By 2025, NIU's expanding influence in the national conversation on education and leadership development was demonstrated by its appearances in prestigious educational journals including The News and Business Recorder.

=== Mission and Institutional Structure ===
Within the NUR-FMS framework, NIU is closely associated with academic and healthcare institutions and places emphasis on interdisciplinary research, policy involvement, and healthcare integration. The goal of the university's curriculum is to generate professionals who can help address Pakistan's social and developmental issues.

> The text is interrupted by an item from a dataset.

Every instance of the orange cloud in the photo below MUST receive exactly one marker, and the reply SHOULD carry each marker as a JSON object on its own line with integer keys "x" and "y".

== Faculties & Programs ==

| Faculty | School/Department | Program/s |
| Faculty of Applied Sciences | NUR School of Nutritional Sciences | BS Nutrition Science MS. Food, Nutrition and Dietetics |
| NUR Institute of Food Science | Bs Food Science Technology Bs Hospitality and Tourism Management MS Food Science Technology |
| Faculty of Nursing & Allied Health Sciences | Department of Diagnostic Science | BS Medical Lab Technology BS Medical Imaging Technology |
| Department of Medical and Surgical Ancillary Science | Bs Renal Technology BS Healthcare Analytics BS Emergency and Intensive Care Sciences BS Dental Technology BS Operation Theater Technology BS Optometry |
| Department of Physical Therapy | MS Physical Therapy Doctor of Physical Therapy (DPT) |
| Department of Nursing | BS Nursing |
| Faculty of Arts, Humanities and Social Sciences | Department of Psychology | BS Clinical Psychology MS Clinical Psychology (Gulberg) |
| Faculty of Management Sciences | NUR School of Management | Bs in Digital Marketing Bachelor of Business Administration (MBA) BS Business Data Analytics & AI Masters of Business Administration (MBA) |
| NUR School of Aviation Management | BS Aviation Management |
| Faculty of Basic Sciences | Faculty of Basic Sciences | MPhil in Biochemistry |
| Department of Physiology | MPhil in Physiology |

===School of Nutritional Sciences===
NUR School of Nutritional Sciences is a constituent school of the university in Lahore. The department was established in 2015 to develops skills in:

- Preventive Nutrition
- Therapeutic nutrition
- Relevant biological & physical sciences
- Nutrients, human health, and human behaviors

Through its degree programs and research, the school is engaged in providing awareness related to public health issues of malnutrition and medical nutrition therapy in diseases.